Derslik ihtiyacınız ne durumda?
Okulların çoğunda bina ve araç gereç bakımından sorunlar var. Bazı ilçelerde ilköğretim ve lise aynı binada eğitim yapıyor. Okul binaları yeterli derecede onarılmıyor, araç gereç eksiklikleri giderilmiyor. Birçok okulun masa ve sıraları, yazı tahtaları kullanılacak durumda değil. Yine okullara bağlı lojmanlar dökülmek üzere, yıllardır bu binalar onarılmıyor ama lojman yönetmeliği gereği de boş bırakılmıyor.
Bölgedeki savaşın eğitim üzerinde ne gibi etkileri var?
Sadece eğitimi değil bütün bir yaşamı etkiliyor. Buraya ilk geldiğimde çocukların panzerlere, askerlere, silahlara, mayınlara çok alışık olduğunu fark ettim ve bir ülkede çocuklar savaşı bu kadar kanıksamışsa bu sadece eğitimin değil yaşamın kendisindeki travmayı işaret eder.
Tabii savaşı, ölümü bu kadar kanıksamış bir yaşamda, eğitimde de maalesef travmatik bir zeminde dışarıda olandan farklı sorunlar yaşanıyor. Çocuklar daha tepkisel, daha şiddet eğilimli, daha büyük ve daha küçük oluyorlar. Bunu, yaptıkları resimlerde, yazdıkları kompozisyonlarda çok rahat görebiliyorsunuz. Bu anlamda YİBO’lar bu travmanın en yoğun olduğu okullar. Sendikamız bunu defalarca ifade etmesine rağmen bu sorun bir türlü çözülmedi. Örneğin Kırmızı Köprü YİBO’da hâlâ askeri kışla ile okul aynı bahçede, Aktuluk YİBO’nun çevresindeki mayınlı araziler temizlenmedi. Bu koşullarda eğitime devam eden öğrencilere daha özel rehberlik hizmeti verilmesi gerekirken birçok okulda rehber öğretmen yok ve bir rehber öğretmen birden çok okulda görevlendiriliyor.
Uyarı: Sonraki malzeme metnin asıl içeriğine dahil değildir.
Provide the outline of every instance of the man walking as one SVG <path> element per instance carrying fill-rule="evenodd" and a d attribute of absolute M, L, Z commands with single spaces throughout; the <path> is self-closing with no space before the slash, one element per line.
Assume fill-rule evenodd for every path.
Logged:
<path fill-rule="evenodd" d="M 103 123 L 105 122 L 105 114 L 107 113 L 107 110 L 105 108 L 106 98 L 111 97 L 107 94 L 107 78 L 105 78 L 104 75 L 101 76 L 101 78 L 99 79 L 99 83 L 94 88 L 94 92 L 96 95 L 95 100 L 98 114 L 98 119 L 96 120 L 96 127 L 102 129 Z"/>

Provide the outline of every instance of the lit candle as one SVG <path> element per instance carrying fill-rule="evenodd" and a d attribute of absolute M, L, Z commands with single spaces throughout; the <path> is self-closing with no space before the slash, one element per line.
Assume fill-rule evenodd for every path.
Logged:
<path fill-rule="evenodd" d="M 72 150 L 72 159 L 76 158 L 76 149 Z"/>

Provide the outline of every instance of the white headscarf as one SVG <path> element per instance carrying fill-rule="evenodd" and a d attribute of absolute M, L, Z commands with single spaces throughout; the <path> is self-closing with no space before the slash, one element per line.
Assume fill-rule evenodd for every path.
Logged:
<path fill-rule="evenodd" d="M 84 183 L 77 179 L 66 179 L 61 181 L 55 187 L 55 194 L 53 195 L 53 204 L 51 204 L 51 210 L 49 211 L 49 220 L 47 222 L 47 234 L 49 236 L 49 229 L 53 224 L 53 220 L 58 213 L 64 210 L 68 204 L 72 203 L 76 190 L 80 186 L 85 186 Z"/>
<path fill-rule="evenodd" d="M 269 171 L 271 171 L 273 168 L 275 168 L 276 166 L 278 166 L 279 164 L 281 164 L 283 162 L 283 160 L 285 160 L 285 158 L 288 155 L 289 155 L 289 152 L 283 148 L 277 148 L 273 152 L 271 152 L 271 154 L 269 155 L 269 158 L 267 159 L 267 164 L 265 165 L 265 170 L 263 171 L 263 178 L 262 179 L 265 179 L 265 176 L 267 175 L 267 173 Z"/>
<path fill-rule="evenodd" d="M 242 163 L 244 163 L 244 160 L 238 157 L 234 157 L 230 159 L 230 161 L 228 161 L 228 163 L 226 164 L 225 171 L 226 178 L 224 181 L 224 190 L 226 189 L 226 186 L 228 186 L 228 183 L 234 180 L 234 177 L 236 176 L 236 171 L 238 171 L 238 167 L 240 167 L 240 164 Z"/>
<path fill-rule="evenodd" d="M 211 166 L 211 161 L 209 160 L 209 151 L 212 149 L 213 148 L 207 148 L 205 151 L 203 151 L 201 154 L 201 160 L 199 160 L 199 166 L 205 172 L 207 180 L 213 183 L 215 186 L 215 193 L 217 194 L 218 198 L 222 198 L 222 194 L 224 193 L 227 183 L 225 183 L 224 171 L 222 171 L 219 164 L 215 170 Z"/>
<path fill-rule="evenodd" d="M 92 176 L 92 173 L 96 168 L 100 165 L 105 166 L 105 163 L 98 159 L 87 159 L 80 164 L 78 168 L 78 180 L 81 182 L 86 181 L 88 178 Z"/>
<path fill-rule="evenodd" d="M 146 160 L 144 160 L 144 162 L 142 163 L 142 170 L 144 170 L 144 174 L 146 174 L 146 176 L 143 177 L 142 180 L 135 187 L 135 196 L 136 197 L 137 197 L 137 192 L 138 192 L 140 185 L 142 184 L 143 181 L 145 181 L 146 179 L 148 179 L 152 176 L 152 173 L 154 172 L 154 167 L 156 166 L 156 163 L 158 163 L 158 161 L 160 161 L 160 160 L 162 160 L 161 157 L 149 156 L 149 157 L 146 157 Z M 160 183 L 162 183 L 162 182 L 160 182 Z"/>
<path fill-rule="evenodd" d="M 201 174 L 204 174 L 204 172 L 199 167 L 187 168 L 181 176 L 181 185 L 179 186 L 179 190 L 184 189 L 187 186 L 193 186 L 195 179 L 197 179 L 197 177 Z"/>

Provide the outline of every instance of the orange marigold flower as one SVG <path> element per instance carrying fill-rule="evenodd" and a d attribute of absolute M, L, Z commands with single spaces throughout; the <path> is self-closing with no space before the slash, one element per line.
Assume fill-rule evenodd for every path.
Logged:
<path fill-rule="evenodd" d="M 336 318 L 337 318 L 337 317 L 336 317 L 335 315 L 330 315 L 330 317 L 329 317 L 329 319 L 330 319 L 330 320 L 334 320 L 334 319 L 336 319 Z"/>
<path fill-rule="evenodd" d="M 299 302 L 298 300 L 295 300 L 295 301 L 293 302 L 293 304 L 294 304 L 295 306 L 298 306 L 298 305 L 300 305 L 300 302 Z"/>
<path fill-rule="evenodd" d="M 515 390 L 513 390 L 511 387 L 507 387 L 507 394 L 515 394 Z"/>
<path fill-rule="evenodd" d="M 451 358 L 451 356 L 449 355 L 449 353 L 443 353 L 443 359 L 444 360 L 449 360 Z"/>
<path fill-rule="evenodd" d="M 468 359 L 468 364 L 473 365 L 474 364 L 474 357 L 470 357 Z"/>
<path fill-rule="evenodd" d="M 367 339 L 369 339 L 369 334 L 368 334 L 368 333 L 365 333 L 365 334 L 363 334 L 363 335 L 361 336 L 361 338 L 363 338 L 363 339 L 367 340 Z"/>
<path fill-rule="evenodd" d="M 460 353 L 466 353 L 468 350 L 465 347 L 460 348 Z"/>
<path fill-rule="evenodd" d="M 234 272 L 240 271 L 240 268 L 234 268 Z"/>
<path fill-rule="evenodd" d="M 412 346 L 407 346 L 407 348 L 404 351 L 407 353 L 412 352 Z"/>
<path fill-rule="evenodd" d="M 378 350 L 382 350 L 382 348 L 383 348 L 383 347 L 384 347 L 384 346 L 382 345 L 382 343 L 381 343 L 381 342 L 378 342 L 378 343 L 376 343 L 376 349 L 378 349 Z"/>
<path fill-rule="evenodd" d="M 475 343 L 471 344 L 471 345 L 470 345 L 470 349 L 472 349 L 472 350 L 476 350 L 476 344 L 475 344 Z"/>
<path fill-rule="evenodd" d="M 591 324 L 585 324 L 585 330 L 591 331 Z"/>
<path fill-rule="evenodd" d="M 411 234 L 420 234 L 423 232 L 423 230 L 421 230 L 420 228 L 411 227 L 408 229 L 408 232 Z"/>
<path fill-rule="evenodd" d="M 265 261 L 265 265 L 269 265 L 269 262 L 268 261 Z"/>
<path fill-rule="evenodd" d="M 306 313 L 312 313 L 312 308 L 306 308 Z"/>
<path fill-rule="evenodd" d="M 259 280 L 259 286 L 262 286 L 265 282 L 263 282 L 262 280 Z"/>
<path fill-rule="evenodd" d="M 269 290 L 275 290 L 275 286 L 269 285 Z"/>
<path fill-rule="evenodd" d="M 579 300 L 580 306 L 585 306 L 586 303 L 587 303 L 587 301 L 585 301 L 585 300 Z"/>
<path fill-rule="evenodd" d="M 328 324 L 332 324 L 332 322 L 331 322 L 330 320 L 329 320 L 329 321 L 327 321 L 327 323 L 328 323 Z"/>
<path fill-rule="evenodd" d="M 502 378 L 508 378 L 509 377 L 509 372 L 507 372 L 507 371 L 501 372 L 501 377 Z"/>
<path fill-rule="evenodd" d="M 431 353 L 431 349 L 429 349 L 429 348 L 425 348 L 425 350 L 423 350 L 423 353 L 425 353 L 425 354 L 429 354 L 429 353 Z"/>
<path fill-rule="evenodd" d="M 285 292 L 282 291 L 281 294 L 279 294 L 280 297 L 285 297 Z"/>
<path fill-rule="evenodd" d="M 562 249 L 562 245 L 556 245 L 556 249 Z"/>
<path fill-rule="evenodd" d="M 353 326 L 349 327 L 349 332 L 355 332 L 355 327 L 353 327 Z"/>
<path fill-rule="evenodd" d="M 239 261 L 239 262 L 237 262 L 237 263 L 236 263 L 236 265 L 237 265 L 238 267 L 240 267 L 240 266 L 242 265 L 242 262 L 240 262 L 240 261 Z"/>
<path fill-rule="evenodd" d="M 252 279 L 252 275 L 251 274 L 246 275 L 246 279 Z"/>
Son olarak ne söylemek istersiniz?
Buradan öncelikle tüm öğrencilere ve eğitim çalışanlarına başarılı bir eğitim yılı diliyorum. Bu yılın biz eğitim emekçileri için de mücadeleyi yükselttiğimiz bir yıl olması temennisinde bulunmak istiyorum. Nitelikli, kamusal, bilimsel ve anadilde eğitim şiarımızı yükseltelim diyorum. (Tunceli/EVRENSEL)

Dil bilincinde tahribat var

Anadilde eğitime dair çalışmalarınız nelerdir?
Anadille eğitim bütün vatandaşların bilimsel ve demokratik hakkıdır. Anadilde eğitim talebi son yıllarda biraz daha gündemleşen bir talep. Biz de bu konuda daha çok eylem ve etkinlik gerçekleştiriyoruz. Ama özellikle ilimizde anadilde eğitim talebi konusunda eksik kalındığını ifade etmek gerekir. Halk bu konuda çok bilinçli değil. Aslında bundan sonra yapılacak etkinlikler daha çok bilinçlendirme amaçlı olmalıdır. Çünkü ilimizde dil bilinci anlamında ciddi bir tahribat var. Dımılki ve Kurmanci lehçeleri günlük yaşamda bir ihtiyaç olmaktan çıkmış durumda. Özellikle buraya özgü ve Dersim dili, bir iki kuşak sonra ölü diller arasına katılma ihtimali olan bir dil. O yüzden halkta dil bilinci oluşturmak bu dilin devamı için yaşamsal bir önem taşıyor.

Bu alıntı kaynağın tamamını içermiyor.